Ed. Seix Barral, año 2001. Presentación de Leopoldo Marechal. Estado: Excelente. Cantidad de páginas: 138
Escrita y vuelta a escribir entre 1959 y 1961, estrenada con enorme suceso en los años sesenta, representada en más de diez idiomas, prohibida, censurada, aclamada, Israfel es la más sólida leyenda del teatro nacional.
Abelardo Castillo reconstruye en esta obra el destino del arquetipo de los poetas malditos, Edgar Allan Poe, y lo convierte en una alegoría feroz del hombre contemporáneo.
Como el mismo Castillo declara, no se trata de la biografía del poeta norteamericano, se trata de un drama, de una invención: la de una vida tempestuosa y torturada que en un lenguaje atravesado por la poesía y la lucidez habla también de la Argentina de hoy, del aquí y ahora.

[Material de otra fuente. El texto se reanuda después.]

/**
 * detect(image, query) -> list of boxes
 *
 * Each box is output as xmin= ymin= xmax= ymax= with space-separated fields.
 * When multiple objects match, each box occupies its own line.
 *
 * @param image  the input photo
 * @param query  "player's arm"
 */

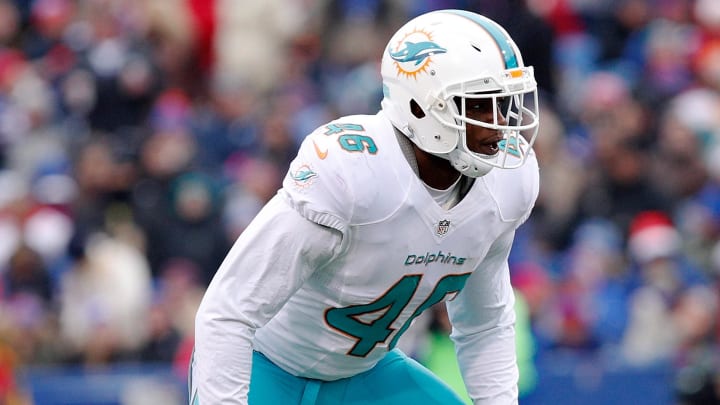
xmin=445 ymin=229 xmax=519 ymax=405
xmin=192 ymin=195 xmax=342 ymax=404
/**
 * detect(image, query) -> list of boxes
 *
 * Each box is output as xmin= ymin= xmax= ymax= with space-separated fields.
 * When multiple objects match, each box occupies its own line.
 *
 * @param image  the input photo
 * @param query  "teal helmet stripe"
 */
xmin=441 ymin=9 xmax=519 ymax=69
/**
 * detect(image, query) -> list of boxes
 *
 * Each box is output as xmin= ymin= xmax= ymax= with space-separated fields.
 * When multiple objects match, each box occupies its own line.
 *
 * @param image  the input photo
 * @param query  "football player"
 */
xmin=191 ymin=9 xmax=540 ymax=405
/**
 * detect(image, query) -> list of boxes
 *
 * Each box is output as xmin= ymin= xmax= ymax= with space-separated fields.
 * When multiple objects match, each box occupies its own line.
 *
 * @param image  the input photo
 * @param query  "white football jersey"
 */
xmin=193 ymin=110 xmax=539 ymax=404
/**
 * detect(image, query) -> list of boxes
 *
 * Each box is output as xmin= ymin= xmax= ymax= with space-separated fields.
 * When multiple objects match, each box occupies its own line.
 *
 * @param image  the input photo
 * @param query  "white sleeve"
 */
xmin=446 ymin=230 xmax=519 ymax=405
xmin=192 ymin=194 xmax=342 ymax=404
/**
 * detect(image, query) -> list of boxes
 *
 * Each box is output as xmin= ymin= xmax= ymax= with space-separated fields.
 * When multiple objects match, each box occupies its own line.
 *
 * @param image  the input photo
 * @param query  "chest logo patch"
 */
xmin=436 ymin=219 xmax=451 ymax=236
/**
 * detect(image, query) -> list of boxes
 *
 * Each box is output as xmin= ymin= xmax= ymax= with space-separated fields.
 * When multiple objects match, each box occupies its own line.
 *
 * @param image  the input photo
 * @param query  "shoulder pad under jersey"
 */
xmin=481 ymin=150 xmax=539 ymax=224
xmin=282 ymin=112 xmax=411 ymax=232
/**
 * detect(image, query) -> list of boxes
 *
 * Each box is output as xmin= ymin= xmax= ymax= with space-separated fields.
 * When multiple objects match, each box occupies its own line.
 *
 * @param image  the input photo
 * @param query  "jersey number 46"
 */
xmin=324 ymin=273 xmax=471 ymax=357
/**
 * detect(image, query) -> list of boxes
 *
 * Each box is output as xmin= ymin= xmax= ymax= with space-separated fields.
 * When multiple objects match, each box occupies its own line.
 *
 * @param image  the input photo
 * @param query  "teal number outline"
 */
xmin=322 ymin=123 xmax=378 ymax=155
xmin=388 ymin=273 xmax=471 ymax=349
xmin=338 ymin=134 xmax=378 ymax=154
xmin=324 ymin=272 xmax=472 ymax=357
xmin=325 ymin=275 xmax=421 ymax=357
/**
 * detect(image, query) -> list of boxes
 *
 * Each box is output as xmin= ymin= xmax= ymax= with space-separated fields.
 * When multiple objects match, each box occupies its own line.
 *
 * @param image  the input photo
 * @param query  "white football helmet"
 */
xmin=381 ymin=10 xmax=539 ymax=177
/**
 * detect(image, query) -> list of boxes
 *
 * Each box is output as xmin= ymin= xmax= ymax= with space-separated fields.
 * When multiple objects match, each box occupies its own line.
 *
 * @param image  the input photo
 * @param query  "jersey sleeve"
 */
xmin=445 ymin=229 xmax=519 ymax=405
xmin=192 ymin=195 xmax=342 ymax=404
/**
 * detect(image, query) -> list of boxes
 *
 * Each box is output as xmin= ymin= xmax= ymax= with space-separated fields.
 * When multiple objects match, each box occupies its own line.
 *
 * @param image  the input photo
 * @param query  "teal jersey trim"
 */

Si la poesía es una manera de vivir, la escritura de Abelardo Castillo es una constante búsqueda de esa esencia: allí radica su difícil y abnegada vocación existencial.
Presentación de Leopoldo Marechal
Antes de conocerlo como narrador, lo conocí como autor dramático: Israfel, la vida de un poeta. ¿Por qué? No se trataba de un poeta definido como tal en razón del «género literario» que cultivó el agonizante de Baltimore: se trataba de Edgar Alian Poe, cuya existencia se concretó en los términos de una necesaria «agonía» o
combate, porque quiso «vivir poéticamente», sólo por eso, porque necesitaba, quiso y logró vivir poéticamente.
En Israfel, el mismo protagonista lo dice cuando sostiene que la poesía es una manera de vivir, sobre todo, y no una mera función de lanzar al mundo criaturas poéticas. Y a mi entender, el secreto de Abelardo Castillo estaría en esa difícil y abnegada vocación existencial.
Hace mucho tiempo, cuando buscaba yo las razones que me inducían a ser un narrador sin dejar de ser un poeta, descubrí una verdad que desde entonces no ha dejado de hablarme. El viejo Aristóteles de la Poética tenía razón: todos los géneros literarios son «géneros de la poesía», el lírico, el épico y el dramático. Sigo creyendo que si no hay un poeta en el fondo de un narrador o un dramaturgo, el arte carece de «sabor» duradero. Porque la poesía es la «sal» de la letra o de las letras.
He seguido en el arte de Abelardo las huellas del poeta: están muy hondas en Israfel, en sus últimos relatos y en estas piezas dramáticas que presentamos ahora. Y esa «razón de poesía» lo está lanzando, según veo, a una ineludible «razón de arte» rigurosamente complementaria, decir al imperativo de restituirle al drama o a la novela su antigua codicia de ser una obra de arte, una criatura signada por la belleza y el splendor veri de los platónicos.
En mi carácter de viejo navegador, le diría yo a Castillo que va siguiendo la ruta verdadera, que por serle la más difícil, sobre todo en estos confusos tiempos de la transición humana en que un demonio alegre y destructor parecería querer borrar todas las definiciones.
En los tres dramas que protagonizan este acto de presentación, advierto nuevamente la tendencia de Abelardo Castillo a retomar los grandes temas y las figuras paradigmáticas; y esa predilección es otro tironeo del poeta que hay en él y que lo va guiando por senderos imprevisibles.
De las tres piezas dramáticas, dos acuden a la literatura bíblica: Sobre las piedras de Jericó y El otro Judas.
Tengo la impresión de que Abelardo, más que trabajar con esa materia sagrada, se desdobla y polariza con ella, en una suerte de rebelión militante. Quiere reducirla, en un esfuerzo heroico, a las tres dimensiones convencionales del mundo visible; y sin embargo adivina, mal que le pese, una cuarta dimensión inasible por ahora, que, no obstante, fundamenta y explica en el trasfondo las contradicciones de un drama que a la vez es humano y divino.
Y esa cuarta dimensión metafísica también está en el poeta. Porque el poeta trabaja con la hermosura, y la hermosura es uno de los nombres que tiene la divinidad.